File structure for training (encoder, synthesizer (vocoder)) #934

Dannypeja · 2021-12-02T06:38:49Z

I want to train my own model on the mozilla common voice dataset.
All .mp3s are delivered in one folder with accompanying .tsv lists. I understood, that next to an utterance the corresponding .txt has to reside.
But what about folder structre. Can I leave all .mp3s in that one folder or do I have to split them into one subdirectory for every speaker (i'd hate to do that.).

I would be very thankful if somebody could help me with the code adjustments since I am quite new to all of this :)

Bebaam · 2021-12-03T16:21:05Z

#437 (comment)

I would suggest to use that structure. You can just sort the files according to the respective speaker. These informations should be contained in the commonVoice dataset.

Dannypeja · 2021-12-03T18:15:57Z

So the trainers for all components use folder structure to distinguish speakers?

Bebaam · 2021-12-04T00:21:48Z

Yes, only that encoder does not need text files. That's why it is easier to obtain train data. U can use 10000+ speakers for encoder, they don't need best quality and also benefit from some lower quality files such that they can make use of noisy audio, too. But for the synthesizer you should only use good quality audio with I think at least 300 speakers.

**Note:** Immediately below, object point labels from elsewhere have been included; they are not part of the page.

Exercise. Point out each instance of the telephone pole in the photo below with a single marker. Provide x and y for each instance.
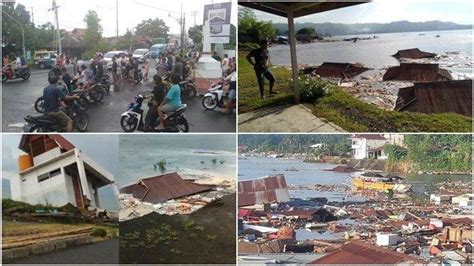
(116, 15)
(55, 9)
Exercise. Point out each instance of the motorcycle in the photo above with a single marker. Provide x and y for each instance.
(132, 119)
(45, 123)
(83, 101)
(9, 74)
(215, 96)
(188, 88)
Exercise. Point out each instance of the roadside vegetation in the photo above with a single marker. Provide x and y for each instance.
(341, 108)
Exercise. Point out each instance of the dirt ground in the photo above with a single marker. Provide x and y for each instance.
(205, 236)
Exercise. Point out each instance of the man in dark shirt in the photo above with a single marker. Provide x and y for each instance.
(52, 96)
(260, 65)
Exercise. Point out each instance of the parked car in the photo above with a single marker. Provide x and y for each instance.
(140, 54)
(45, 59)
(156, 49)
(108, 57)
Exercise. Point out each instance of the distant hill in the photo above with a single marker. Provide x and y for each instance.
(373, 28)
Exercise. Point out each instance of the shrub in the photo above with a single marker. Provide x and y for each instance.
(99, 232)
(312, 89)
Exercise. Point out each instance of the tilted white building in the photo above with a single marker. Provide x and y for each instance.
(368, 146)
(55, 172)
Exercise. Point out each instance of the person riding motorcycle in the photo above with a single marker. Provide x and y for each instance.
(52, 96)
(172, 101)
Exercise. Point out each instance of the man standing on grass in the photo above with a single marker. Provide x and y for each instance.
(260, 61)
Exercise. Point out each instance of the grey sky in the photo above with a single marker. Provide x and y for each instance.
(131, 12)
(384, 11)
(103, 149)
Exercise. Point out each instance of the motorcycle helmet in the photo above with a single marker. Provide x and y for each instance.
(53, 77)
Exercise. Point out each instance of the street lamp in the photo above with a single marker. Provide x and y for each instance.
(22, 32)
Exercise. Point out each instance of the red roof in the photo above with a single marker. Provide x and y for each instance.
(163, 187)
(270, 189)
(368, 136)
(357, 252)
(63, 143)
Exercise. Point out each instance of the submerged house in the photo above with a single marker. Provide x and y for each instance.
(265, 190)
(413, 53)
(368, 146)
(417, 72)
(163, 187)
(54, 172)
(437, 97)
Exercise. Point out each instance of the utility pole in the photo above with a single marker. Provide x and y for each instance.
(194, 14)
(32, 16)
(55, 9)
(116, 15)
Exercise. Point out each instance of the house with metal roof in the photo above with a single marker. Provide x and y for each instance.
(54, 172)
(368, 146)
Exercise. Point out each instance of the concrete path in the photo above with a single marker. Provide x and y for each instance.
(293, 118)
(100, 252)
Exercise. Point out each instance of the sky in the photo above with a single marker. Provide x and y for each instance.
(103, 149)
(131, 12)
(385, 11)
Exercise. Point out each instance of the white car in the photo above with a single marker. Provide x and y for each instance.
(140, 54)
(108, 57)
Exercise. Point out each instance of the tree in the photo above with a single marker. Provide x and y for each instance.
(93, 35)
(252, 30)
(153, 28)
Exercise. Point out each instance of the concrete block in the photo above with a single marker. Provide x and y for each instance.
(48, 247)
(37, 249)
(60, 244)
(8, 254)
(22, 252)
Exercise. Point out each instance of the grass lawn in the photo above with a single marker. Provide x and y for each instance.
(344, 110)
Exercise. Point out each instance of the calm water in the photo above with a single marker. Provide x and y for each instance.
(308, 173)
(376, 53)
(185, 154)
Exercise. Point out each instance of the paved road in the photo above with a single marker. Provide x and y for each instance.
(101, 252)
(18, 97)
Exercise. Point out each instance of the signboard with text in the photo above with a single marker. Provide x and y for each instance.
(218, 16)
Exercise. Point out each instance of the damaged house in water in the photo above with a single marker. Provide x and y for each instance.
(163, 188)
(54, 172)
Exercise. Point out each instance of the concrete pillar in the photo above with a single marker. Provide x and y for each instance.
(82, 175)
(294, 61)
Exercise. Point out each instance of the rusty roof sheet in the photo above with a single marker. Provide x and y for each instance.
(413, 72)
(357, 252)
(63, 143)
(269, 189)
(453, 96)
(339, 70)
(163, 187)
(413, 53)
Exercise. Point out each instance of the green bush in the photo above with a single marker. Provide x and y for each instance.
(99, 232)
(312, 89)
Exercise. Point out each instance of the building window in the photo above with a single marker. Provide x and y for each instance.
(49, 175)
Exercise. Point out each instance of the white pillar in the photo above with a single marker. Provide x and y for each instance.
(294, 62)
(82, 175)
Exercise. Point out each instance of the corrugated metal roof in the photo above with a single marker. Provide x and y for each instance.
(415, 72)
(163, 187)
(437, 97)
(413, 53)
(299, 8)
(269, 189)
(339, 70)
(357, 252)
(63, 143)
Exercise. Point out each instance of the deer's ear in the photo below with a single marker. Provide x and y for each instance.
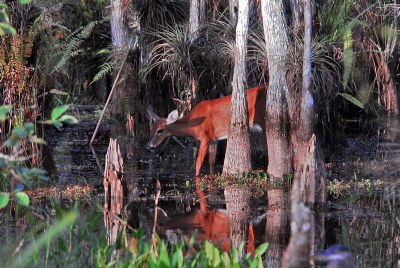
(172, 117)
(152, 117)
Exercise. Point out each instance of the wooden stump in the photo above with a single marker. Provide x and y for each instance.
(114, 188)
(130, 124)
(114, 184)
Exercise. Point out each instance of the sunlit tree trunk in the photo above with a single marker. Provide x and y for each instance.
(119, 36)
(238, 157)
(233, 10)
(238, 210)
(130, 97)
(194, 20)
(277, 117)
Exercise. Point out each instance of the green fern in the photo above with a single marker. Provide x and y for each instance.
(334, 19)
(72, 45)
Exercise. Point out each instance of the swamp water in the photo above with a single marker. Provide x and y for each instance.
(362, 212)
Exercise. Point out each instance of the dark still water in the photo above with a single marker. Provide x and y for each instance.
(362, 212)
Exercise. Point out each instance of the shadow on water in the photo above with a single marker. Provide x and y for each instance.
(364, 217)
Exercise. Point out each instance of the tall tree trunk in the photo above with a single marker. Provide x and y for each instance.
(276, 231)
(194, 19)
(306, 155)
(238, 156)
(238, 210)
(277, 117)
(233, 11)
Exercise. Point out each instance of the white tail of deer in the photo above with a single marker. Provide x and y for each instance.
(207, 122)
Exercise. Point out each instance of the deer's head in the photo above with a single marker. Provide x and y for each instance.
(158, 130)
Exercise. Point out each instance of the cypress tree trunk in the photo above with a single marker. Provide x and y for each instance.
(119, 36)
(277, 117)
(238, 157)
(233, 10)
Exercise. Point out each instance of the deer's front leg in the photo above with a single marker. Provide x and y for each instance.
(212, 151)
(202, 153)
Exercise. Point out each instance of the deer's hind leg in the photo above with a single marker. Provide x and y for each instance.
(204, 144)
(212, 152)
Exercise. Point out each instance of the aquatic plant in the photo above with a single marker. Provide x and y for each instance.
(80, 240)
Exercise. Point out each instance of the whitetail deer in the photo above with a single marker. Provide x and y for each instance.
(207, 122)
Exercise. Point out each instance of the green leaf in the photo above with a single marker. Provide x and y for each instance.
(25, 255)
(8, 28)
(348, 55)
(4, 200)
(58, 111)
(37, 140)
(103, 51)
(4, 110)
(22, 198)
(261, 249)
(163, 257)
(68, 119)
(119, 242)
(216, 258)
(21, 132)
(11, 142)
(352, 99)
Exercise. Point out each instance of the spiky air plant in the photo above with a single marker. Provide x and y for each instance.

Dannypeja · 2021-12-04T08:56:31Z

Will it be a problem that commonvoice is mp3 and mailabs is wav if I want to use them in the same training?

Bebaam · 2021-12-04T10:36:27Z

I'm not sure, but I don't think that it would be a problem. But you could easily convert CommonVoice to wav, it will take a few hours.

AlexSteveChungAlvarez · 2021-12-06T19:33:32Z

You don't need to split them into one subdirectory for each speaker, but the folder levels (hierarchy) need to be the same.

Dannypeja · 2021-12-06T20:10:30Z

I don’t understand. Bebaam confirmed earlier that the speaker folders are used to recognise different Speakers. So do you say the opposite?
what do you mean by folder hierarchy? Could you give an example? Would it be possible to simply leave all recordings of all 15.000 speakers in one directory and add the .txts alongside them?

AlexSteveChungAlvarez · 2021-12-06T20:25:24Z

I already trained 3 times with different datasets, I am doing a fourth one right now, just by using this folder hierarchy:

*datasets_root
    * subfolder
        * folder1
            * folder2
                * folder3
                    * audio
                    * text
                    * audio
                    * text
                    * .
                    * .
                    * .

You can leave the whole 15000 recordings in one directory with the txts, I did that.

Dannypeja · 2021-12-06T20:27:44Z

Thanks a lot!
Just to further clarify: Is it really essential that you have folder 1, 2 and 3 or are those just an example?

AlexSteveChungAlvarez · 2021-12-06T20:29:13Z

Yes, it is! I tried without them and it didn't recognize the audios! You can put them any name you want, just remember to include the names of the subfolder and folder1 in the command, for example: --datasets_name subfolder --subfolders folder1

Bebaam · 2021-12-07T10:05:42Z

Did you train an encoder or did you always just train a syn? As I understood, the encoder will need to distinguish between different speakers with help of the folder structure, but I didn't go into it.

AlexSteveChungAlvarez · 2021-12-07T13:40:00Z

I just trained the synthesizer. But I think the encoder uses a similarity function to distinguish between different speakers, I'm not sure if the folder structure has something to do with it.

Dannypeja · 2021-12-12T10:10:58Z

I am having severe Issues with preparing the commonvoice Dataset.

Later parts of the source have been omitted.